Answer: According to the text, the performance difference between non-quantized and quantized models is significant. Specifically:

* On the WikiText2 dataset, the Perplexity (PPL) of the non-quantized LLAMA3 model is 6.1, while the PPL of some quantization methods (e.g., GPTQ4, AWQ4, QuIP4) ranges from 6.5 to 13.0, indicating a significant degradation in performance.
* On the PTB dataset, the non-quantized LLAMA3 model has a Perplexity (PPL) of 9.2, while some quantization methods (e.g., GPTQ4, AWQ4) have PPL values ranging from 10.4 to 19.2.
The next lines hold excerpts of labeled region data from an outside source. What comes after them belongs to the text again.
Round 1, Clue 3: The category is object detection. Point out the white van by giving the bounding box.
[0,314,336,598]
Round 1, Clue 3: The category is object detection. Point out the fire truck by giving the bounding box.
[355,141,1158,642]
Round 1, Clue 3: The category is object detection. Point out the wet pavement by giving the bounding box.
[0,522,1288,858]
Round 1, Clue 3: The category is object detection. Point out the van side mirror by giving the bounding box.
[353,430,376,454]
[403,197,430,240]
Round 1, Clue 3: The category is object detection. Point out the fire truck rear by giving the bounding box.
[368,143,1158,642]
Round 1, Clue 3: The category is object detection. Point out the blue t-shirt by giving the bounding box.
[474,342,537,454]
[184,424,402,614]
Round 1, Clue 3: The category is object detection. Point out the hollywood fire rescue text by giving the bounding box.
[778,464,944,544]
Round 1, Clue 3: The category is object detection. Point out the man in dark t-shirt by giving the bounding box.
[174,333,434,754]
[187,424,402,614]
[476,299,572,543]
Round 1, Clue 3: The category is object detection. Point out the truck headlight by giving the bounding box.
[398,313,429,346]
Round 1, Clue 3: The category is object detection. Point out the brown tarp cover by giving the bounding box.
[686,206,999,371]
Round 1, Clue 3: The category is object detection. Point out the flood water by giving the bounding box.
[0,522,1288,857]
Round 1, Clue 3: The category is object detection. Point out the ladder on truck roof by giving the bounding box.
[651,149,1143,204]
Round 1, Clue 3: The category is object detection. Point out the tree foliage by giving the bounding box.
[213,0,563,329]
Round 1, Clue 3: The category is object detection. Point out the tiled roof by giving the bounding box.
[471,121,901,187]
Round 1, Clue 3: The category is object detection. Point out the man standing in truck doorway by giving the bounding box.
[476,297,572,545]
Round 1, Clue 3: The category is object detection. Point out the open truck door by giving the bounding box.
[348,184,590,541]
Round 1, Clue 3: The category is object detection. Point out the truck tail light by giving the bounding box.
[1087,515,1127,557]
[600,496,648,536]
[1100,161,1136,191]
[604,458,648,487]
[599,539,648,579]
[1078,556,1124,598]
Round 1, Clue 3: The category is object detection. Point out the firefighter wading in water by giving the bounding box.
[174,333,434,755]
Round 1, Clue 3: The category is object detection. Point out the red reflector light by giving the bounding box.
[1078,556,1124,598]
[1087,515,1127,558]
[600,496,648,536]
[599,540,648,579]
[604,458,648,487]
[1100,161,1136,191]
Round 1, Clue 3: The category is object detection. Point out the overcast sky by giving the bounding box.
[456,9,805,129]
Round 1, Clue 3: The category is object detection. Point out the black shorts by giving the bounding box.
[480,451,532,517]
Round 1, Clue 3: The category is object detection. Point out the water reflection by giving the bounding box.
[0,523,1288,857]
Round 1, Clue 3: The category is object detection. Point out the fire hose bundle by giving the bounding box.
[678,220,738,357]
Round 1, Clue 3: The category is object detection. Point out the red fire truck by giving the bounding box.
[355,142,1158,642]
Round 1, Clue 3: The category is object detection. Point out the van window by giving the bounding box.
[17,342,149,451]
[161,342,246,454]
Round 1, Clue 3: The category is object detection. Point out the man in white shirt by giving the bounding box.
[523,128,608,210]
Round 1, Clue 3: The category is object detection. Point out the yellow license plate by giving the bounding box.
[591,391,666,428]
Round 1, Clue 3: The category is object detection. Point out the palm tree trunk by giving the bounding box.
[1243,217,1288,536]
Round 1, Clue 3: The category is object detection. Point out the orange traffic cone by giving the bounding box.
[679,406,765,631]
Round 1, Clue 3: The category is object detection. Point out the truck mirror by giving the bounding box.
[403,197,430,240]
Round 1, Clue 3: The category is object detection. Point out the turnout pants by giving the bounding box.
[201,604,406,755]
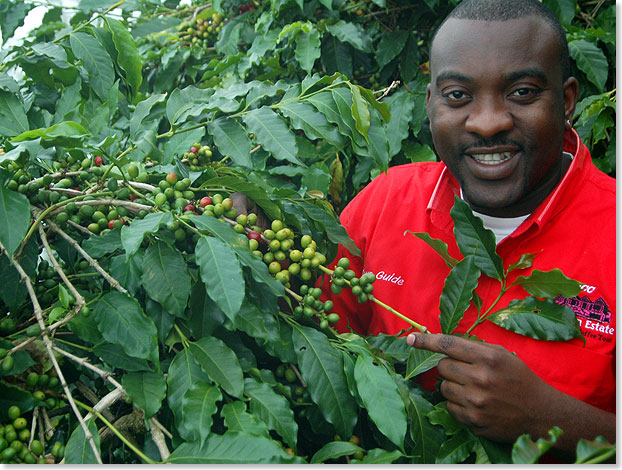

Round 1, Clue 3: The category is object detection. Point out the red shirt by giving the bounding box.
[324,131,616,412]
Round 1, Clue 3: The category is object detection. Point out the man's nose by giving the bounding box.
[465,97,514,138]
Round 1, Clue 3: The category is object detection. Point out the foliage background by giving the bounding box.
[0,0,616,463]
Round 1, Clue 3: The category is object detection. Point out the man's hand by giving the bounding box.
[406,333,616,453]
[407,334,556,442]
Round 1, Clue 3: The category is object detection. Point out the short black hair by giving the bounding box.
[430,0,571,81]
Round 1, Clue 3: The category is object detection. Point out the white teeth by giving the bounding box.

* On the zero-shot evaluation tasks (PIQA, Wino, ARC-e, ARC-c, and Hellaswag), the performance of the non-quantized LLAMA3 model is generally better than that of the quantization methods.

However, it's worth noting that some quantization methods (e.g., SmoothQuant) have relatively small performance differences compared to the non-quantized model.